Randall Duk Kim’s eyes light up as he exclaims about the remarkable times we live in, with new advancements in science, cosmology, astronomy – his mind, it seems, is always searching curiously for the exciting, the unexplainable. But the twinkle as he ponders the idea of dark matter making up 98 percent of the universe is nothing compared to the joy he effuses when discussing what lies at the heart of his life’s work as an actor, director and teacher: the essential stories of Greek and Shakespearean drama.
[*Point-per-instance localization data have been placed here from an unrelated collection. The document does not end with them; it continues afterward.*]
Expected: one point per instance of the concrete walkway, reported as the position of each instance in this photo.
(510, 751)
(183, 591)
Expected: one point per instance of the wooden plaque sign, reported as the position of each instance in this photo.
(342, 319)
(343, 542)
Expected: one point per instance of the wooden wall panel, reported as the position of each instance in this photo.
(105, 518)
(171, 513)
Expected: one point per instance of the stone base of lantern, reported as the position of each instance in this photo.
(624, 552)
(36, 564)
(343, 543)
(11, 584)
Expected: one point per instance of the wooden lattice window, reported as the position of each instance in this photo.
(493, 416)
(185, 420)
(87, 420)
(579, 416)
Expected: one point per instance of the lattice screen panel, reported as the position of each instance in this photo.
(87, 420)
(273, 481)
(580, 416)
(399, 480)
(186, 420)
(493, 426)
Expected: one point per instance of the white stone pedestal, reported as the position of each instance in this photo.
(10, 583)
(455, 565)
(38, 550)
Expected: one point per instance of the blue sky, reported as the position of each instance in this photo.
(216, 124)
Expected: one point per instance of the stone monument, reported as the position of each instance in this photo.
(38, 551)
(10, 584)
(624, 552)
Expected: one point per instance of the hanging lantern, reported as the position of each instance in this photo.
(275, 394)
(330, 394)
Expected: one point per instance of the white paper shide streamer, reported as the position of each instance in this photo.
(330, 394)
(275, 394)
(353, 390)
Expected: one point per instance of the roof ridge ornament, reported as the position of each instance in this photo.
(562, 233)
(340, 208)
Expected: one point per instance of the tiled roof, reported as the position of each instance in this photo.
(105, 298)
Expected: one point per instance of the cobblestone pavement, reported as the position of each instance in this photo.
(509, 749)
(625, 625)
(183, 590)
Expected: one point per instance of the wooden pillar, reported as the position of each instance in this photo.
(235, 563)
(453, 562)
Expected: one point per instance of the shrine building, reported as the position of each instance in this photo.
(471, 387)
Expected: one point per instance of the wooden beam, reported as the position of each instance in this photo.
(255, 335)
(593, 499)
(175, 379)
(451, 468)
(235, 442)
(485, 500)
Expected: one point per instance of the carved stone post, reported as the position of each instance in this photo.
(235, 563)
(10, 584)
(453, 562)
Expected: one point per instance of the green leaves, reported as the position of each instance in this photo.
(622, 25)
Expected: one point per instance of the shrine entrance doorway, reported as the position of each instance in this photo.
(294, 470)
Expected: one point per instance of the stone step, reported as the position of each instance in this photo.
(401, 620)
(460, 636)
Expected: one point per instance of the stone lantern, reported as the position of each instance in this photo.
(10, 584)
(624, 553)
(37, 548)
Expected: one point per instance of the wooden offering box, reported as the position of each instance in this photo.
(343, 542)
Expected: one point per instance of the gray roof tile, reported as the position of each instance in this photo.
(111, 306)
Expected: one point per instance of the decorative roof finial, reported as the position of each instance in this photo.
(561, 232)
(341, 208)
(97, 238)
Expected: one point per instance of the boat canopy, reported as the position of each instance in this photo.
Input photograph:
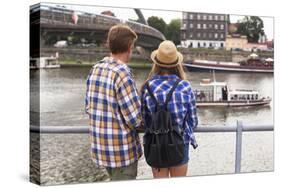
(207, 82)
(269, 60)
(243, 92)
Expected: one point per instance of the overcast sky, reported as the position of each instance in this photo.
(128, 13)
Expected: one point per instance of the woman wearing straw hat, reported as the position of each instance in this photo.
(167, 69)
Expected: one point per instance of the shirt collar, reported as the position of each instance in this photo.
(165, 77)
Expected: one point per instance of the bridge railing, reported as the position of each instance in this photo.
(239, 128)
(65, 15)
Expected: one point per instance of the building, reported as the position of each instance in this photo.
(204, 30)
(256, 46)
(108, 13)
(235, 41)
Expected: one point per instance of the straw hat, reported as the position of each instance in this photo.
(167, 55)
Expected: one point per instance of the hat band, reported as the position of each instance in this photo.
(162, 63)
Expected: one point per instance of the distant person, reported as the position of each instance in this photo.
(224, 93)
(113, 106)
(169, 114)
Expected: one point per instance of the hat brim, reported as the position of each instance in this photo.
(180, 60)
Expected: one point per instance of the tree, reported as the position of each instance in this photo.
(252, 27)
(157, 23)
(173, 31)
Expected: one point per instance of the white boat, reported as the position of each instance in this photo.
(44, 63)
(219, 94)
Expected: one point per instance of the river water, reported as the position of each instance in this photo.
(62, 94)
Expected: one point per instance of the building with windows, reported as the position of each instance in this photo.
(204, 30)
(235, 41)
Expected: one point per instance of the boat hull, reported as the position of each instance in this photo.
(197, 66)
(233, 103)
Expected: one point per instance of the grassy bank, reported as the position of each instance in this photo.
(132, 64)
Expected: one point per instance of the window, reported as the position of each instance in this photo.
(204, 35)
(216, 35)
(185, 15)
(184, 36)
(204, 26)
(204, 17)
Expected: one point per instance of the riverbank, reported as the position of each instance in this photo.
(131, 64)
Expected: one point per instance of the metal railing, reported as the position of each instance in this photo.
(239, 128)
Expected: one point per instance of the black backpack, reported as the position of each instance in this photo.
(163, 142)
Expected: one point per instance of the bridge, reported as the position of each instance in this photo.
(56, 23)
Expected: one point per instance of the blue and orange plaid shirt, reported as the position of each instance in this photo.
(182, 104)
(113, 105)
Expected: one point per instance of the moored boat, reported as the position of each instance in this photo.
(219, 94)
(252, 64)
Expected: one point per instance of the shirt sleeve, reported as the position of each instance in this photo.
(128, 99)
(192, 112)
(87, 96)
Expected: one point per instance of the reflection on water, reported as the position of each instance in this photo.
(62, 96)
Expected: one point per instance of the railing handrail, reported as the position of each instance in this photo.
(239, 128)
(209, 128)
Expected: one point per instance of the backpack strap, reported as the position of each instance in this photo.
(152, 96)
(171, 92)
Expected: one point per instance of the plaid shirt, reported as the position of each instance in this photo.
(113, 105)
(182, 103)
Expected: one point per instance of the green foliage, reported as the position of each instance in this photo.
(173, 31)
(252, 27)
(157, 23)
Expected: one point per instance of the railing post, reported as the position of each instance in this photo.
(238, 146)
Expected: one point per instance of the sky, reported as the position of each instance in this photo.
(128, 13)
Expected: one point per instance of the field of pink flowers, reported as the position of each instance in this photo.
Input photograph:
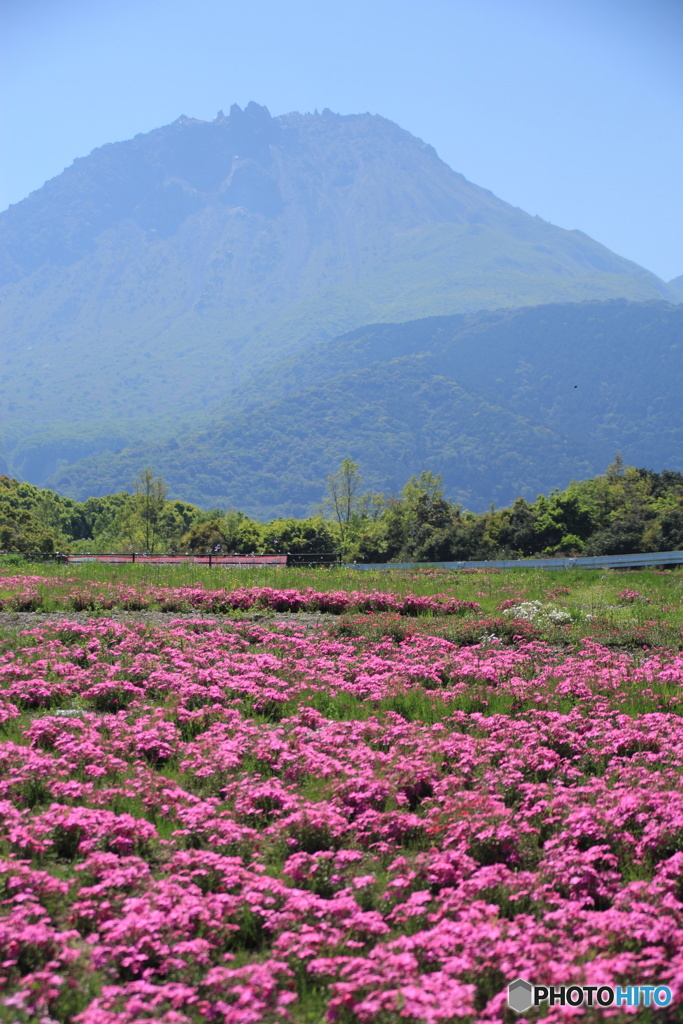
(240, 822)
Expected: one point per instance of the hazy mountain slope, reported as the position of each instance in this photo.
(145, 283)
(502, 403)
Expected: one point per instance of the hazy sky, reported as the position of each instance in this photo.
(571, 110)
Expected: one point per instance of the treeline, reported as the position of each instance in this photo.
(624, 510)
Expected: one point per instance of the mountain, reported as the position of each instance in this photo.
(141, 288)
(503, 403)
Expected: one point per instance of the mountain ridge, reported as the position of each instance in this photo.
(503, 403)
(146, 284)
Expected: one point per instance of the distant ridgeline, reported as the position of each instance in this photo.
(502, 404)
(183, 288)
(621, 511)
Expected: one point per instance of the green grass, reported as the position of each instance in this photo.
(589, 596)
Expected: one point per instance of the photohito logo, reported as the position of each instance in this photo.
(522, 995)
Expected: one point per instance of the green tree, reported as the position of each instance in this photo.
(343, 502)
(147, 506)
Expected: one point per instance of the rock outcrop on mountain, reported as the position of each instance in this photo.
(145, 284)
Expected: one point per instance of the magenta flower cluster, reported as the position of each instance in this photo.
(237, 824)
(27, 593)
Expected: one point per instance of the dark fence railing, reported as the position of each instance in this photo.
(212, 559)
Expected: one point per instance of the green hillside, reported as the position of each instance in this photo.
(142, 287)
(502, 404)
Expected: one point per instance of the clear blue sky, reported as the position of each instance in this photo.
(571, 110)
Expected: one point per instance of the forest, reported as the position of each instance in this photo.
(621, 511)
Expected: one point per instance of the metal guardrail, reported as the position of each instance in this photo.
(596, 562)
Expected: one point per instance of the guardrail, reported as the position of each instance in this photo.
(596, 562)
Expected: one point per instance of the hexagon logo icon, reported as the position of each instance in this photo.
(520, 995)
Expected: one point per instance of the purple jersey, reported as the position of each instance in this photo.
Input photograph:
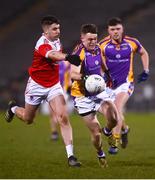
(91, 64)
(119, 58)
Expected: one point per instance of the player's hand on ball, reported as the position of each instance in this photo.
(73, 59)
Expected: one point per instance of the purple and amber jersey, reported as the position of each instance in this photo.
(91, 64)
(119, 58)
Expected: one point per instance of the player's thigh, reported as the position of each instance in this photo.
(92, 123)
(30, 111)
(58, 105)
(120, 100)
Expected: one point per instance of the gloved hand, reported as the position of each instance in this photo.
(143, 76)
(107, 78)
(73, 59)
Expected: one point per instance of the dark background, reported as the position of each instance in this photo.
(20, 28)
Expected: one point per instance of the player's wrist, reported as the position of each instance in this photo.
(146, 71)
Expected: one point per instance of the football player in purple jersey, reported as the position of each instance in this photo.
(87, 104)
(118, 51)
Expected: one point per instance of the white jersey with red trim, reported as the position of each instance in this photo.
(43, 70)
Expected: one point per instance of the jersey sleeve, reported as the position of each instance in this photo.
(44, 49)
(138, 45)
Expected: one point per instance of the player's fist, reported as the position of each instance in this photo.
(143, 76)
(73, 59)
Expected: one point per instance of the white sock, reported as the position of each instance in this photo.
(69, 150)
(13, 109)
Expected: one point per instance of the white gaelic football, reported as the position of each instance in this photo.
(95, 84)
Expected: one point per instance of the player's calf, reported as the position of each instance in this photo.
(9, 114)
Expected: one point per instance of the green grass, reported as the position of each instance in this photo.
(27, 152)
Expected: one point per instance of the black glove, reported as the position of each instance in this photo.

“In our education system the humanities are being phased out, but how else are we going to know how to use our science and mathematics? It’s through stories that we begin to grapple with philosophy, with morality, with ethics,” declares Kim, who for the past two years has spearheaded the Honolulu Theatre for Youth’s efforts to bring theatre to high schools in Hawaii. “Now it comes from television where it’s all good guys/bad guys, with no moral judgment at play, as opposed to Hamlet, who really has to wrestle with his conscience over that decision to kill the king.
The simple, truthful gesture
“I want the children of our country to have access to these stories. There’s a whole generation, maybe two, who haven’t seen them done just simply, as a tale. If they can be exposed to these plays at a very early age, then by the time they get to high school, it’s no big thing. Shakespeare’s not boring, or intimidating – he’s a good storyteller.”
Perhaps it’s Kim’s search for simplicity, for the honest, truthful gesture, as well as his interest in focusing squarely on a play’s larger moral questions, that have led him to reject performing the classics in updated versions. “I don’t like to see King Lear stepping out of a limousine, or Julius Caesar getting gunned down. Give me that rugged old king from the dark ages; give me Hamlet from his time-don’t make him a spoiled brat in modem terms.” He wants to be swept away into a world different from his own, and “Iet the story tell us that things haven’t changed. It’s much more interesting to recognize the differences. Then we can see more clearly the similarities to our own time.”
Raised on a flower farm in Hawaii, Kim was turned on to the classics after seeing Group Theatre veteran Morris Carnovsky play Shylock in San Diego. Years later, after attending the University of Hawaii and New York University, Kim had the chance to work with Carnovsky, who, then in his 90s, was still teaching and directing. He remains the greatest influence on Kim’s own work, conveying to him “an intense desire for the work to be truthful, something profoundly meaningful.” What’s the most important lesson he learned from Carnovsky? “Be simple.”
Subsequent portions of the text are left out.